To top it off, the successor to HEVC H.265 is now preparing to take the stage. The Versatile Video Codec, or VVC, is designed for maximum compression efficiency across all compatible devices and platforms with a specific focus on applications like high-dynamic range, high frame rate video, the 360-degree video for virtual and augmented reality, and 8K UHD-2 video.
Using spatial-only image metrics for reference, VVC is about 40% more efficient than HEVC for UHD & HD compression. However, a VVC reference encoder has about ten times the complexity of an HEVC reference encoder, while a VVC reference decoder is about twice as complex as an HEVC reference decoder.

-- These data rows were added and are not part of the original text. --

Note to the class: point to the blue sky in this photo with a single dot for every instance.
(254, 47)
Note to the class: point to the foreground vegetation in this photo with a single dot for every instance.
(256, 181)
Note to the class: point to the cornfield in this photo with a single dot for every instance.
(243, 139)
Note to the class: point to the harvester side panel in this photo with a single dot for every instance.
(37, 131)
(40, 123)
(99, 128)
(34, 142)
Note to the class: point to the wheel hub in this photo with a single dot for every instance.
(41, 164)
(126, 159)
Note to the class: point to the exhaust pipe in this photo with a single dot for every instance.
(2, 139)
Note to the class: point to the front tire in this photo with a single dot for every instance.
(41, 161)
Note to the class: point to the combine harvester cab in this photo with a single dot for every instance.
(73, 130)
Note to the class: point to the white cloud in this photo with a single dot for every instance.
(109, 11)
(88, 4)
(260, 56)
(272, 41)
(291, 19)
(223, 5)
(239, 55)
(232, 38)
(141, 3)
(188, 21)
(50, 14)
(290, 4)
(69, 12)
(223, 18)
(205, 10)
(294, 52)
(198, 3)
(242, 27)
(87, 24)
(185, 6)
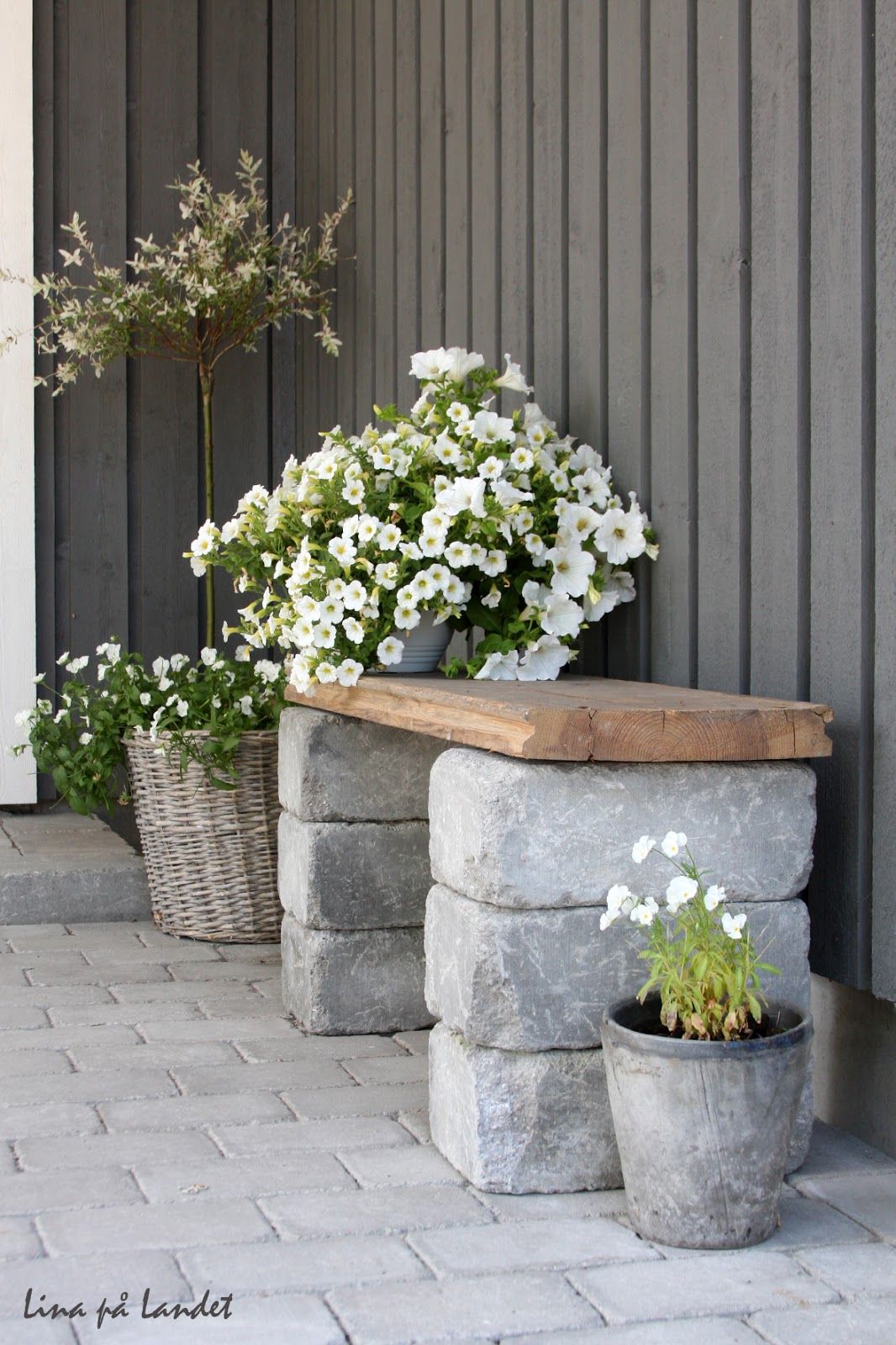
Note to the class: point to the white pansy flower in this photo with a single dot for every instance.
(642, 849)
(680, 892)
(645, 912)
(390, 651)
(734, 925)
(673, 842)
(714, 896)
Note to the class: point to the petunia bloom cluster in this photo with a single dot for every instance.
(701, 958)
(452, 513)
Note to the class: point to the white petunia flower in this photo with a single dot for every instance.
(343, 549)
(673, 842)
(620, 535)
(734, 925)
(513, 378)
(572, 569)
(542, 661)
(642, 849)
(390, 651)
(499, 667)
(349, 672)
(492, 428)
(680, 892)
(561, 615)
(714, 896)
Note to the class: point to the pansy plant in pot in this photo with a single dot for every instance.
(704, 1075)
(452, 515)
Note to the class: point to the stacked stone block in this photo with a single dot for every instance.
(519, 972)
(353, 872)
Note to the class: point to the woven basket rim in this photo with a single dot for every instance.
(140, 737)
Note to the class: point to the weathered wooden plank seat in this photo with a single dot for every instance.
(535, 797)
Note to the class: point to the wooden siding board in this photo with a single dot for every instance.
(485, 206)
(587, 242)
(458, 245)
(884, 709)
(308, 202)
(96, 423)
(365, 214)
(549, 208)
(515, 221)
(233, 119)
(835, 435)
(625, 261)
(163, 441)
(719, 658)
(407, 197)
(282, 138)
(345, 309)
(775, 347)
(432, 175)
(672, 504)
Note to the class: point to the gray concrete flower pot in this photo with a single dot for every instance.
(703, 1126)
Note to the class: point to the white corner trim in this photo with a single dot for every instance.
(18, 783)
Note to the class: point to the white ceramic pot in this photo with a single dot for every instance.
(424, 646)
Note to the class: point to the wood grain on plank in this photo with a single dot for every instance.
(586, 719)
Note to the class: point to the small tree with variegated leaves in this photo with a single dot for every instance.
(221, 279)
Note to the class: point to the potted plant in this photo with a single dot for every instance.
(452, 517)
(704, 1075)
(194, 746)
(215, 286)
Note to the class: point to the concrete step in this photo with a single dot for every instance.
(58, 867)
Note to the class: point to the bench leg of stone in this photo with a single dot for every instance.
(353, 872)
(519, 973)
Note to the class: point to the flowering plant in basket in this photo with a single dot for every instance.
(195, 712)
(703, 963)
(452, 513)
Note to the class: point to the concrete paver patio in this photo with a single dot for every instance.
(165, 1127)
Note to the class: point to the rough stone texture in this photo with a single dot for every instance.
(541, 979)
(340, 770)
(546, 834)
(535, 1121)
(519, 1121)
(353, 876)
(57, 867)
(354, 981)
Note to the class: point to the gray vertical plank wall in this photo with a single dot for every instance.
(677, 213)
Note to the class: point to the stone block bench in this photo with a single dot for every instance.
(532, 810)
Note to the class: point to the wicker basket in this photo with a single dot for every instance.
(210, 854)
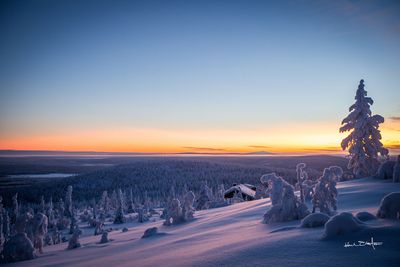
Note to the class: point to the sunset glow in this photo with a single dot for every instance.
(322, 138)
(201, 77)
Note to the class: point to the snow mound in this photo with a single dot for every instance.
(314, 220)
(18, 248)
(150, 232)
(341, 224)
(365, 216)
(390, 206)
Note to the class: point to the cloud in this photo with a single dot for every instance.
(204, 148)
(395, 118)
(393, 146)
(259, 146)
(325, 149)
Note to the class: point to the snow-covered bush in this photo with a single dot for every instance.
(365, 216)
(40, 223)
(150, 232)
(314, 220)
(396, 171)
(19, 247)
(285, 205)
(385, 170)
(363, 141)
(275, 187)
(119, 215)
(301, 177)
(104, 238)
(174, 212)
(308, 189)
(74, 240)
(390, 206)
(341, 224)
(142, 214)
(205, 197)
(325, 192)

We should mention that HEVC, AV-1, EVC, LC-EVC, and VVC are software-intensive codecs, unlike the older MPEG-2 and H.264 AVC codecs that are still in widespread use. All five employ larger coding block sizes and need super-fast CPUs and plenty of memory to analyze and compress video streams. By the way, H.264 AVC is no slouch – it’s had 26 updates since it was first rolled out in 2003.
Okay, so you’re getting a headache from all these abbreviations. (We are, too.) The takeaway here is that methods for enabling the transport of compressed, high-bit-rate video over everything from broadcast airwaves, Wi-Fi, 5G, and broadband are continuously being refined. You’ll go through life blissfully unaware of which particular codec is being used to stream The Marvelous Mrs. Maisel or let you watch Clemson’s and Alabama’s football teams slug it out on your iPhone. (You will, however, notice any impairments to video quality as a result of excessive compression and complain vigorously to your service provider about them!)
Will there ever be a unified codec? That’s the goal, but no one knows how, when, or even if it will happen. In the ongoing quest for efficiency, codec designers are now implementing artificial intelligence (AI) to perform the lightning-quick analysis of incoming video and decisions on which picture elements to compress, by how much, and for how long.
We already use a simple version of AI to dynamically adjust bit rates of multiple programs in a stream, based on constantly-changing available network bandwidth (dynamic stream shaping and adaptive bit rate encoding are two examples). It stands to reason that a unified codec – one based on advanced AI that can optimize the delivery of high-resolution video across any network or platform – should emerge at some point and rid us of the “alphabet soup” of codec formats.